We then specialize our result to the case of simultaneously sparse and
low-rank matrices, and present numerical simulations that support the
theoretical bounds on required number of observations.

**Title: ** Large-Scale Machine Learning

**Speaker: ** Carlos Guestrin

**When: ** Tuesday, October 2, 2012 - 12:30

**Location: ** Room 305

Today, machine learning (ML) methods play a central role in industry
and science. The growth of the Web and improvements in sensor data
collection technology have been rapidly increasing the magnitude and
complexity of the ML tasks we must solve. This growth is driving the
need for scalable, parallel ML algorithms that can handle "Big Data."
In this talk, I'll first present some recent advances in large-scale
algorithms for tackling such huge problems.
Unfortunately, implementing efficient parallel ML algorithms is
challenging. Existing high-level parallel abstractions such as
MapReduce and Pregel are insufficiently expressive to achieve the
desired performance, while low-level tools such as MPI are difficult
to use, leaving ML experts repeatedly solving the same design
challenges.
In this talk, I will also describe the GraphLab framework, which
naturally expresses asynchronous, dynamic graph computations that are
key for state-of-the-art ML algorithms.
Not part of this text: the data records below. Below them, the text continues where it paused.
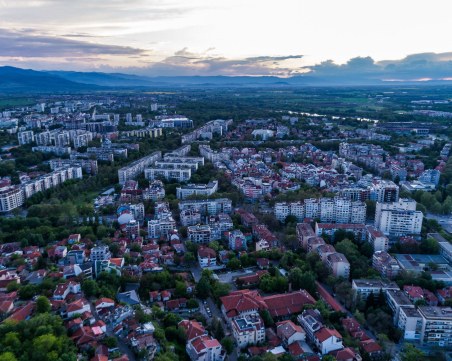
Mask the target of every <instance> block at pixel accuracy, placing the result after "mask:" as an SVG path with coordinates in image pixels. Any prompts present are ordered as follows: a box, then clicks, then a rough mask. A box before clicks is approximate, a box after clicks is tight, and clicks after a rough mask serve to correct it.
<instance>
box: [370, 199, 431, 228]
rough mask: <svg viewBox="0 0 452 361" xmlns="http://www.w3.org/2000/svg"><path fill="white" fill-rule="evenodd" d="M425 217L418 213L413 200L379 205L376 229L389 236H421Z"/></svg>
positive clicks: (422, 215)
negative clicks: (416, 210)
mask: <svg viewBox="0 0 452 361" xmlns="http://www.w3.org/2000/svg"><path fill="white" fill-rule="evenodd" d="M423 217H424V215H423V214H422V212H421V211H416V201H415V200H413V199H400V200H399V201H398V202H393V203H377V207H376V212H375V228H377V229H379V230H380V231H381V232H383V234H385V235H387V236H408V235H419V234H420V233H421V229H422V220H423Z"/></svg>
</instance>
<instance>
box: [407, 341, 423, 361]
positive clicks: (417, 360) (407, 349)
mask: <svg viewBox="0 0 452 361" xmlns="http://www.w3.org/2000/svg"><path fill="white" fill-rule="evenodd" d="M424 356H425V355H424V353H423V352H422V351H421V350H419V349H418V348H416V347H415V346H414V345H412V344H405V345H404V350H403V352H402V361H421V360H423V359H424Z"/></svg>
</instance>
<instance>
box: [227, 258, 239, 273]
mask: <svg viewBox="0 0 452 361" xmlns="http://www.w3.org/2000/svg"><path fill="white" fill-rule="evenodd" d="M241 267H242V264H241V263H240V260H239V259H238V258H233V259H231V260H230V261H229V262H228V268H230V269H231V270H238V269H239V268H241Z"/></svg>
When these algorithms are
expressed in our higher-level abstraction, GraphLab will effectively
address many of the underlying parallelism challenges, including data
distribution, optimized communication, and guaranteeing sequential
consistency, a property that is surprisingly important for many ML
algorithms. On a variety of large-scale tasks, GraphLab provides
20-100x performance improvements over Hadoop. In recent months,
GraphLab has received thousands of downloads, and is being actively
used by a number of startups, companies, research labs and
universities.
This talk represents joint work with Yucheng Low, Joey Gonzalez, Aapo
Kyrola, Jay Gu, Danny Bickson, and Joseph Bradley.